Un accord entre Apple et Intel pour la fabrication de certains processeurs se précise, mais un analyste de Bernstein estime que les volumes concernés sont trop faibles pour représenter une menace pour le fondeur taïwanais.

apple et intel vs tsmc

Un rapport publié ce lundi par Bernstein SocGen Group relativise la portée de l’accord de fabrication qui se dessine entre Apple et Intel. Selon l’analyste Mark Li, ce partenariat ne devrait pas remettre en cause la position de TSMC comme principal fondeur d’Apple.
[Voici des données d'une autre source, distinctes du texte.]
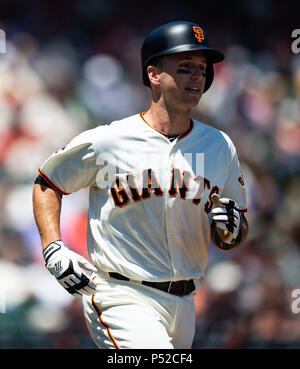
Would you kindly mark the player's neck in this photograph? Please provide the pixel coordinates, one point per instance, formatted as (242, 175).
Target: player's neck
(166, 121)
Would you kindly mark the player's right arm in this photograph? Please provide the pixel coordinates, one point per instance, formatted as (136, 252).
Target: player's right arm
(64, 172)
(67, 267)
(46, 210)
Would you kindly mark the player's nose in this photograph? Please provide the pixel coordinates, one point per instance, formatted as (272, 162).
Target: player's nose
(197, 75)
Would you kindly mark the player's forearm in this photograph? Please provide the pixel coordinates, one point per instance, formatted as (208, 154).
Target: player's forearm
(222, 235)
(47, 209)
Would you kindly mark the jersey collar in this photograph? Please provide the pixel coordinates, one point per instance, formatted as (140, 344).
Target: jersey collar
(180, 137)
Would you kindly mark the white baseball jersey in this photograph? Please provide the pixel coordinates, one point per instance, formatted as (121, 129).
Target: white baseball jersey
(149, 204)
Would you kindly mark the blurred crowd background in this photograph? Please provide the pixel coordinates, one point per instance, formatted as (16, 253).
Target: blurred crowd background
(72, 65)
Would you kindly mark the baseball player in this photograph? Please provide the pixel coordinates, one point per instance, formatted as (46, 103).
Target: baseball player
(161, 186)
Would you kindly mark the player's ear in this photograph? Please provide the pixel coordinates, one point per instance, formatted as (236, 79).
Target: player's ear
(153, 74)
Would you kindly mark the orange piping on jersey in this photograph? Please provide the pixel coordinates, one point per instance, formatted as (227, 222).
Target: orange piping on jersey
(181, 136)
(104, 324)
(42, 174)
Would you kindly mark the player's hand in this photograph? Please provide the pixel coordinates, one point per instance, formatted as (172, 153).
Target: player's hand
(227, 217)
(70, 269)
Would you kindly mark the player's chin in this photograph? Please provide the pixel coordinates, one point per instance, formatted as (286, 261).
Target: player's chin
(192, 98)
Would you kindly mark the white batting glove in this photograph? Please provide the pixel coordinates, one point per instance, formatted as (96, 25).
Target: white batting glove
(227, 216)
(67, 267)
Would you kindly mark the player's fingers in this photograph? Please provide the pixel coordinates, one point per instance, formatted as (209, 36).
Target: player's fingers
(83, 263)
(216, 199)
(228, 203)
(227, 219)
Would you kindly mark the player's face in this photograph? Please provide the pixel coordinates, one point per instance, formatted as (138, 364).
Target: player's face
(182, 79)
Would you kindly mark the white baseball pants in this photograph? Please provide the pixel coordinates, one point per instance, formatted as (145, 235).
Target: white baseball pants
(127, 315)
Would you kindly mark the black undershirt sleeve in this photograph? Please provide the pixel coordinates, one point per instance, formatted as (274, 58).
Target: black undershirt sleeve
(40, 180)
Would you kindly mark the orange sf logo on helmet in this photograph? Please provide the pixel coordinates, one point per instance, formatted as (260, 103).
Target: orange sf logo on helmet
(198, 33)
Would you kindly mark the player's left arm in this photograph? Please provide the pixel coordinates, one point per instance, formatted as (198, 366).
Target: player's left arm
(229, 228)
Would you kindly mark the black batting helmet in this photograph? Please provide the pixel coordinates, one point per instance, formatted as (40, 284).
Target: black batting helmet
(177, 37)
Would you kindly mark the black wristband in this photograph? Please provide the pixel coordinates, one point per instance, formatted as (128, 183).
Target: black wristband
(51, 249)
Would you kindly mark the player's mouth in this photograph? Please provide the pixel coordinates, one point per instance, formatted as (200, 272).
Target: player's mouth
(193, 90)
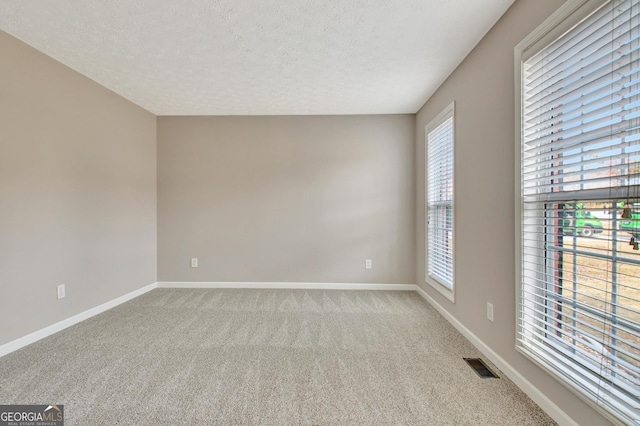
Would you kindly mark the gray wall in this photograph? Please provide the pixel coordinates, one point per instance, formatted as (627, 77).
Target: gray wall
(77, 192)
(483, 89)
(286, 199)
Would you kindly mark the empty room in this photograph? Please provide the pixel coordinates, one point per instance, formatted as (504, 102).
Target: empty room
(320, 213)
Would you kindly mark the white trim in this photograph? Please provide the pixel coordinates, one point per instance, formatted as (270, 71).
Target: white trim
(59, 326)
(448, 112)
(514, 375)
(287, 285)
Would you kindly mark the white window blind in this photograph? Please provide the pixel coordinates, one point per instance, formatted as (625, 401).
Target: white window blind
(579, 291)
(439, 195)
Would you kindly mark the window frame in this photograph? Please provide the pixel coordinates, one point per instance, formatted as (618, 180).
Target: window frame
(563, 20)
(447, 113)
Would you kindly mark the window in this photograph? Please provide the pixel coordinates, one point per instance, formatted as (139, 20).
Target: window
(579, 206)
(439, 202)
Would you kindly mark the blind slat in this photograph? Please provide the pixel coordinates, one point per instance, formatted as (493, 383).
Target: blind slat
(579, 309)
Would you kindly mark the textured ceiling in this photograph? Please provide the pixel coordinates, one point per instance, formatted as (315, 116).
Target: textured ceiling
(250, 57)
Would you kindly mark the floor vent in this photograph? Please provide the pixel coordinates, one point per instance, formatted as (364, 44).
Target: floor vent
(481, 368)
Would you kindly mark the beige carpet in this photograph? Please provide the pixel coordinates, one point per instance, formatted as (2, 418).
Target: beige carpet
(272, 357)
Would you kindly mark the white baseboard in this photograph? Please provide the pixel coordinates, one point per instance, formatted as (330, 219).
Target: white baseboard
(288, 285)
(555, 412)
(47, 331)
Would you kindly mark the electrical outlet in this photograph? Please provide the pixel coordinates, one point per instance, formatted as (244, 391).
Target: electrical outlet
(61, 291)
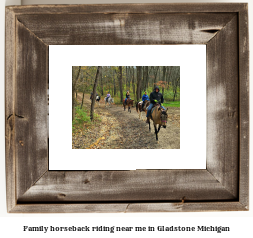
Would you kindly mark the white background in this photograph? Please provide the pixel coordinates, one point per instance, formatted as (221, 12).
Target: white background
(11, 224)
(192, 152)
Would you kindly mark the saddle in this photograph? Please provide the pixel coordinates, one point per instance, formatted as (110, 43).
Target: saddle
(153, 108)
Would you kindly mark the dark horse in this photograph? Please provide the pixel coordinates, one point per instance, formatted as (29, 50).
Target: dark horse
(129, 103)
(142, 108)
(159, 117)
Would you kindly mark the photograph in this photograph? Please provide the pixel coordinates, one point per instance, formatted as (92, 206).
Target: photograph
(126, 107)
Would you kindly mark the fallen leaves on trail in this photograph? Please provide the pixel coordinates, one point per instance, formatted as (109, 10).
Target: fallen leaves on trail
(119, 129)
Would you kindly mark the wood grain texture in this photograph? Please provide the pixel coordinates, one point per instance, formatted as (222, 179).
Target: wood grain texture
(134, 29)
(129, 207)
(222, 107)
(30, 108)
(222, 187)
(129, 8)
(9, 108)
(140, 185)
(244, 106)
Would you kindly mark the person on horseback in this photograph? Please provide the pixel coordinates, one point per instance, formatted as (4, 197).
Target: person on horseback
(155, 97)
(144, 98)
(127, 96)
(108, 96)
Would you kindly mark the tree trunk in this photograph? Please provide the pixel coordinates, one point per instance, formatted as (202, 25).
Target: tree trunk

Un accord limité en volume

Selon les informations disponibles, Apple envisage d’utiliser le procédé 18A-P d’Intel pour fabriquer les puces M7 de base, dont le lancement est attendu en 2027. La puce A21, prévue pour 2028, pourrait quant à elle être produite sur ce même nœud 18A-P ou sur le procédé 14A, plus avancé. Par ailleurs, le cabinet GF Securities indique qu’Apple pourrait également recourir à la technologie de packaging EMIB d’Intel pour son futur ASIC interne, nom de code Baltra, attendu entre 2027 et 2028. Apple aurait déjà obtenu des échantillons PDK auprès d’Intel afin d’évaluer le procédé 18A-P.
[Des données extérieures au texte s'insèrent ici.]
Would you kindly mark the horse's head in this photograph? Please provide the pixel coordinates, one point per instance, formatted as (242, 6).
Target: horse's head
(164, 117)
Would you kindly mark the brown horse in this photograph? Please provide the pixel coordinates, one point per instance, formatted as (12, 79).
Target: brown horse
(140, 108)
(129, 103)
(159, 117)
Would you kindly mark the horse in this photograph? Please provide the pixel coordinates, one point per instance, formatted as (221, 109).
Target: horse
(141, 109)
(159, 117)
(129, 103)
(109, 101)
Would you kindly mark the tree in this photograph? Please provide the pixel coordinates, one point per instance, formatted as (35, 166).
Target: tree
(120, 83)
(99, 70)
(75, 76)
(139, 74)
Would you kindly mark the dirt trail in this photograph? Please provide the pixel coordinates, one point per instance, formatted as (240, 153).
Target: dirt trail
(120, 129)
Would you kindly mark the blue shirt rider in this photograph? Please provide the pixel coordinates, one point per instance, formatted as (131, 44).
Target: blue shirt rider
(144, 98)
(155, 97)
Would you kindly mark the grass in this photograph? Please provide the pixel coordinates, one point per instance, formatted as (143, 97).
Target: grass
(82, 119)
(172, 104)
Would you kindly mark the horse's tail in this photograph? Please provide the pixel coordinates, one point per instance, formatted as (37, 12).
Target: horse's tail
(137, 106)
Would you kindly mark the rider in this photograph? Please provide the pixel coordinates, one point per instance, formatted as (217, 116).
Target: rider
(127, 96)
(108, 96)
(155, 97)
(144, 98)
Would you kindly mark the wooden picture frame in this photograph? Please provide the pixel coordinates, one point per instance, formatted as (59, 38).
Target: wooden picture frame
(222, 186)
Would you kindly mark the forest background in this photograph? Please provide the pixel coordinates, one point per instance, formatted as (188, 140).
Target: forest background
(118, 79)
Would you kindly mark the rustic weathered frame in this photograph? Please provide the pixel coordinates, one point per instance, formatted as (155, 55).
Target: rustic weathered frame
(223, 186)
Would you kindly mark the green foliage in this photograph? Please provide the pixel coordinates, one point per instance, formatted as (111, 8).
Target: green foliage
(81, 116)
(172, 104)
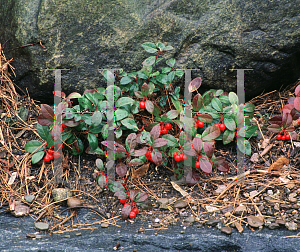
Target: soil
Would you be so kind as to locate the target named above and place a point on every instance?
(217, 199)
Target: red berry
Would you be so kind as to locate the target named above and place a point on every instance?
(222, 127)
(200, 124)
(132, 215)
(47, 158)
(177, 158)
(135, 210)
(142, 105)
(168, 126)
(123, 201)
(164, 131)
Pour Mark Li, ces volumes restent toutefois “faibles” et ne traduisent pas un basculement stratégique d’Apple vers Intel. Selon lui, TSMC demeure l’option la plus compétitive sur le plan économique pour le fabricant américain.

L’écart technologique avec TSMC persiste

L’analyste souligne qu’il n’existe “aucun signe indiquant qu’Intel réduise l’écart technologique avec TSMC”. Il note que TSMC est à ce jour le seul fondeur à produire en masse des puces en “vrai 2 nm”. Du côté de Samsung, dont la technologie de fonderie progresse, le nœud GAA 2 nm serait, selon Bernstein, fonctionnellement équivalent au 3 nm de TSMC, ce qui illustre le décalage qui subsiste entre les différents acteurs du secteur.

Mark Li reconnaît néanmoins que Samsung et Intel pourraient capter davantage de commandes à l’avenir, mais principalement pour des raisons géopolitiques, et surtout sur des nœuds matures plutôt qu’en pointe.

TSMC maintient son rythme d’investissement

De son côté, TSMC ne semble pas modifier sa trajectoire. Selon des informations publiées récemment, le fondeur taïwanais aurait actuellement jusqu’à douze usines en construction simultanément, dans le but de consolider son avance sur les nœuds 2 nm et A14 (1,4 nm).

Par ailleurs, AMD aurait confié à Samsung la fabrication de ses futurs processeurs Venice et Veranos, basés sur un nœud 2 nm, selon un rapport de Daishin Securities cité en fin de semaine dernière — ce qui confirme que Samsung cherche à élargir sa clientèle, même si son positionnement technologique reste en retrait par rapport à TSMC.